Escrivá convoca la mesa de diálogo social sobre las pensiones para recoger las iniciativas, recomendaciones y sugerencias de patronal y sindicatos. Por parte de los sindicatos, Carlos Bravo, secretario de Políticas Públicas y Protección Social de Comisiones Obreras, manifiesta que es necesario resolver de manera estructural la sostenibilidad de las pensiones y que, dado que éstas son derechos subjetivos, el Estado las ha de garantizar con mecanismos de financiación presupuestaria estables, es decir, con transferencias presupuestarias a la Seguridad Social, no con préstamos. De esta manera, no se trasladaría la «apariencia de insostenibilidad permanente» del sistema. De facto, dice Bravo, esto ya ocurre, puesto que los créditos periódicos que el Tesoro da a la Seguridad Social son a tipo cero y la devolución del principal se prorroga indefinidamente.

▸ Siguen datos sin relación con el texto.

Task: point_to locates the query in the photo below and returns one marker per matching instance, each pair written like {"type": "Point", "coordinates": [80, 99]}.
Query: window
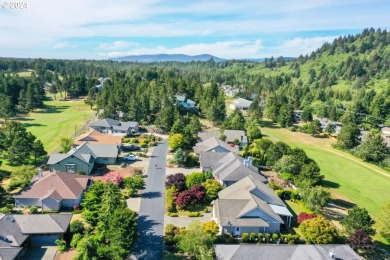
{"type": "Point", "coordinates": [71, 168]}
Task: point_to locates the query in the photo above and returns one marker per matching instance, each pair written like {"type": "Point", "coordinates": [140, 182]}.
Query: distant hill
{"type": "Point", "coordinates": [168, 57]}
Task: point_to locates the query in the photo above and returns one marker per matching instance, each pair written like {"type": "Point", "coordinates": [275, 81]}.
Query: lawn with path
{"type": "Point", "coordinates": [56, 119]}
{"type": "Point", "coordinates": [348, 178]}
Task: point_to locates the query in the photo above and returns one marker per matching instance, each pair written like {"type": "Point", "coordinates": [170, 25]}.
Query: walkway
{"type": "Point", "coordinates": [149, 244]}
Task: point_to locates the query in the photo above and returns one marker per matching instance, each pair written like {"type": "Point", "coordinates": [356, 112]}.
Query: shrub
{"type": "Point", "coordinates": [75, 240]}
{"type": "Point", "coordinates": [16, 183]}
{"type": "Point", "coordinates": [194, 214]}
{"type": "Point", "coordinates": [192, 160]}
{"type": "Point", "coordinates": [6, 210]}
{"type": "Point", "coordinates": [194, 179]}
{"type": "Point", "coordinates": [245, 238]}
{"type": "Point", "coordinates": [46, 211]}
{"type": "Point", "coordinates": [33, 210]}
{"type": "Point", "coordinates": [137, 172]}
{"type": "Point", "coordinates": [275, 237]}
{"type": "Point", "coordinates": [170, 197]}
{"type": "Point", "coordinates": [178, 180]}
{"type": "Point", "coordinates": [267, 237]}
{"type": "Point", "coordinates": [274, 186]}
{"type": "Point", "coordinates": [253, 238]}
{"type": "Point", "coordinates": [261, 237]}
{"type": "Point", "coordinates": [61, 245]}
{"type": "Point", "coordinates": [305, 216]}
{"type": "Point", "coordinates": [114, 177]}
{"type": "Point", "coordinates": [77, 226]}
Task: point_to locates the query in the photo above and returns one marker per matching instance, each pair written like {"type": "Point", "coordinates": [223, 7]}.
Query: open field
{"type": "Point", "coordinates": [347, 177]}
{"type": "Point", "coordinates": [55, 120]}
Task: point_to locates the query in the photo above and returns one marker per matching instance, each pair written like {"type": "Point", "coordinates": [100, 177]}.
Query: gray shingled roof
{"type": "Point", "coordinates": [285, 252]}
{"type": "Point", "coordinates": [43, 223]}
{"type": "Point", "coordinates": [66, 186]}
{"type": "Point", "coordinates": [212, 143]}
{"type": "Point", "coordinates": [235, 201]}
{"type": "Point", "coordinates": [210, 159]}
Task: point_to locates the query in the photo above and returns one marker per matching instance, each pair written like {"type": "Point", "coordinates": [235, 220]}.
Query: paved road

Desde UGT, Barrera considera que la prioridad pasa por abordar el déficit de la Seguridad Social e insiste en que hay que abolir la reforma de las pensiones del año 2013, puesto que, en la práctica, se traduce en una merma de las pensiones que «no llevaría al equilibrio» al sistema «sino a su degradación por la bajada de su poder adquisitivo», lo que económicamente, afirma, tendría un efecto negativo, porque retraería el consumo. Asimismo, Barrera señala que existe un «déficit irreal» en la Seguridad Social, que se deriva de los gastos que asume y que no le corresponderían, como el de su propio funcionamiento (el de otros ministerios corre a cargo de los presupuestos generales del Estado), las políticas activas de empleo o los sistemas especiales, como el agrario o el marino.

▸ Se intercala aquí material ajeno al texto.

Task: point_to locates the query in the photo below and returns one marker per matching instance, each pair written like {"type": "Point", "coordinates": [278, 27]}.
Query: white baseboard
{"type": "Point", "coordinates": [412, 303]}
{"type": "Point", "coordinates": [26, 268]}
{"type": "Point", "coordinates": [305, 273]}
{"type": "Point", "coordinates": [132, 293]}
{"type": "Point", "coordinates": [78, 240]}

El ministro Escrivá ya manifestó en una de sus últimas comparecencias en el Congreso de los Diputados que el borrador de recomendaciones del Pacto de Toledo de 2019 «es un magnífico punto de partida para desarrollar el modelo de pensiones del futuro». En esa intervención en la Cámara, Escrivá afirmó que «el problema de financiación en el corto plazo es más aparente que real» y que existe un «déficit contable -no económico» en el sistema, debido a que la Seguridad Social soporta una pesa carga que no le corresponde y que pasa tanto por gastos impropios como la merma de ingresos, en la línea de lo manifestado por Barrera.

Mientras, con vistas al largo plazo, Escrivá calificó de «manejables» los retos, aunque haciendo uso de «los instrumentos adecuados». Mencionaba, por ejemplo, la utilización de incentivos positivos que contribuyan a acercar la edad efectiva de jubilación a la legal, en la línea de una de las recomendaciones del Pacto de Toledo: «La prolongación de la vida profesional constituye una necesaria respuesta al alargamiento de la esperanza de vida a fin de garantizar la sostenibilidad financiera del sistema en el largo plazo». Y, para ello, enumeró medidas como los incentivos a la demora en la jubilación y desincentivos a las jubilaciones anticipadas. Otra de las teclas que Escriva propuso tocar fue el fomento de los planes de empleo desplazando hacia ellos la fiscalidad favorable con que ahora cuentan los planes individuales. Y, al tiempo, Escrivá ponía de relieve el consenso existente respecto a que las pensiones mantengan su poder adquisitivo.